Anson Guthrie and Juliana Trevorrow stood at the
taffrail, well-nigh alone. The helmsman paid them no heed; other passengers and crew were on the main deck, voices lost in the sounds of the waters.
Guthrie savored filling his lungs and slowly exhaling. “Ah, that’s good,” he murmured. “Not many places left where you can draw breaths like these.”
Trevorrow nodded. “Nor have such sights and do such things.” The cruise included the Great Barrier Reef, snorkels or aqualungs issued to those who wanted them.
“I’m glad we came while time remains.” The tourist hordes were forcing further tightening of restrictions. “I thought I couldn’t afford the price, but then figured I could much worse afford to lose what might be my last chance.”
“Likewise. Well, in my case time rather than money was the problem, but you’re right.”
He liked hearing Trevorrow speak. It was in a husky contralto, and though she hailed from Sydney—or because she did?—the accent seemed less Strine to him than British, a tone from motherland greenwoods long since vanished. He liked her looks, too, tall, leggy, blond hair around features nearly classic. There was strength in those hands resting on the rail.

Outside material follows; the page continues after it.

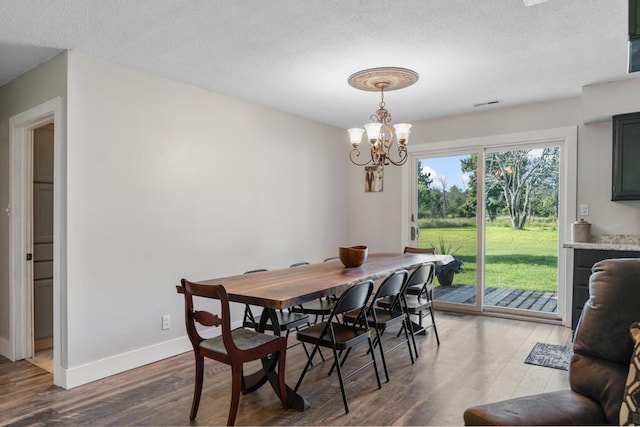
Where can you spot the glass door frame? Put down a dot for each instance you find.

She’d been a tad standoffish at first, but after several days had evidently decided she’d let acquaintance ripen further.
He grabbed the opportunity. “You’re busy, then? May I ask what’s your line of work?”

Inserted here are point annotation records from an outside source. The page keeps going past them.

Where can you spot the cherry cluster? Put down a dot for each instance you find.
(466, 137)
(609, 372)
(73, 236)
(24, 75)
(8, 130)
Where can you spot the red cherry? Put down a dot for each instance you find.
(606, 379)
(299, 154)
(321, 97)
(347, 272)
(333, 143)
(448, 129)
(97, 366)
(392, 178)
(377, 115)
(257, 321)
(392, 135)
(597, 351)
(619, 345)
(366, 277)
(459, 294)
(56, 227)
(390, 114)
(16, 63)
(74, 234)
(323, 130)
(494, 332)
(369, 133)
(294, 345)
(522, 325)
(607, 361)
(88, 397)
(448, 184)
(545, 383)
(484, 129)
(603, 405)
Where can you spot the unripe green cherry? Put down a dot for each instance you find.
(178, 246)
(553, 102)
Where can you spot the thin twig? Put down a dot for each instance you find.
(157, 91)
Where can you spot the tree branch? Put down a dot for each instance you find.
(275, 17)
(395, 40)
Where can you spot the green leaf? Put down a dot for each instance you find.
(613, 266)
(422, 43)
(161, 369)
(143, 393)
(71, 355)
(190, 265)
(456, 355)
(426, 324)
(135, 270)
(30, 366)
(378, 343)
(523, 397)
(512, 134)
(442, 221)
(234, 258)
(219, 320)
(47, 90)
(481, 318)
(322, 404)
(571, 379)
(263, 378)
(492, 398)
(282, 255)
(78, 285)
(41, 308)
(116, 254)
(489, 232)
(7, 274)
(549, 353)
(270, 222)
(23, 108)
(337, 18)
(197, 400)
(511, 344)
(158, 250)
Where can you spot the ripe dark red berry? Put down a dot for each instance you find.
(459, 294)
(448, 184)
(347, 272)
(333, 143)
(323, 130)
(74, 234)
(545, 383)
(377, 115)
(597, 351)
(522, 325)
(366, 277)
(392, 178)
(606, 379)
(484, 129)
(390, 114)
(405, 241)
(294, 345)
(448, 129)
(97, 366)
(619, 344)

“You Americans would call it real estate and development, I believe.” She met his gaze and smiled. “No, not knocking together little row houses. I began in my father’s firm. He’s been buying abandoned sheep range since the bottom dropped out of the wool market and applying biotechnology to convert it to agricultural land. Lately I have gone into business for myself.”
“Not quite the same stuff, I’d guess.”
“No, I’m now a licensed contractor in northern Queensland. Workers building the space center need every sort of supplies and services, at the back of the outback where they are. The entire area does. For example, we should do decent landscaping and plant the proper ground cover at the outset, even for temporary housing; forestall troubles
with erosion, water, and pests. We should prepare to grow and ship tropical fruit, once transport is adequate; a potential cornucopia there, which among other benefits could let the Abos earn a reasonable income. Oh, the possibilities are unlimited.” She sighed. “But it’s hard for a new business to win a foothold. From a practical standpoint, I was idiotic to take a holiday.” Laughter. “How fortunate, that attack of feeblemindedness.”

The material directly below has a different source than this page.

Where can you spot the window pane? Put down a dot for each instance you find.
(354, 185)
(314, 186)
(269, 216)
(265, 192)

Joy jumped in him. “Hey,” he exclaimed, “what a coincidence! I’m aiming at exactly the same target.”
“Are you?” The interest appeared genuine. “How?”
“Depends. I’ve got to scout the territory. Should’ve commenced as soon as I stepped off the plane, no doubt, but—Anyway, I have some experience in construction and some money to invest in high-tech, computerized equipment, the kind that lets one man do the work of twenty.” He did not taste this breath that he drew. “Uh, maybe we could be … mutually helpful. Not to push you or anything, but maybe you’d like to talk about it, at least.”
“Perhaps,” she said carefully. “Aren’t you being rather venturesome?”
Guthrie shrugged. “More fun that way.”
“I should think you’d best try it out first closer to home.”
Guthrie shook his head. His tone harshened. “I’d lose my shirt, and pants and union suit as well.”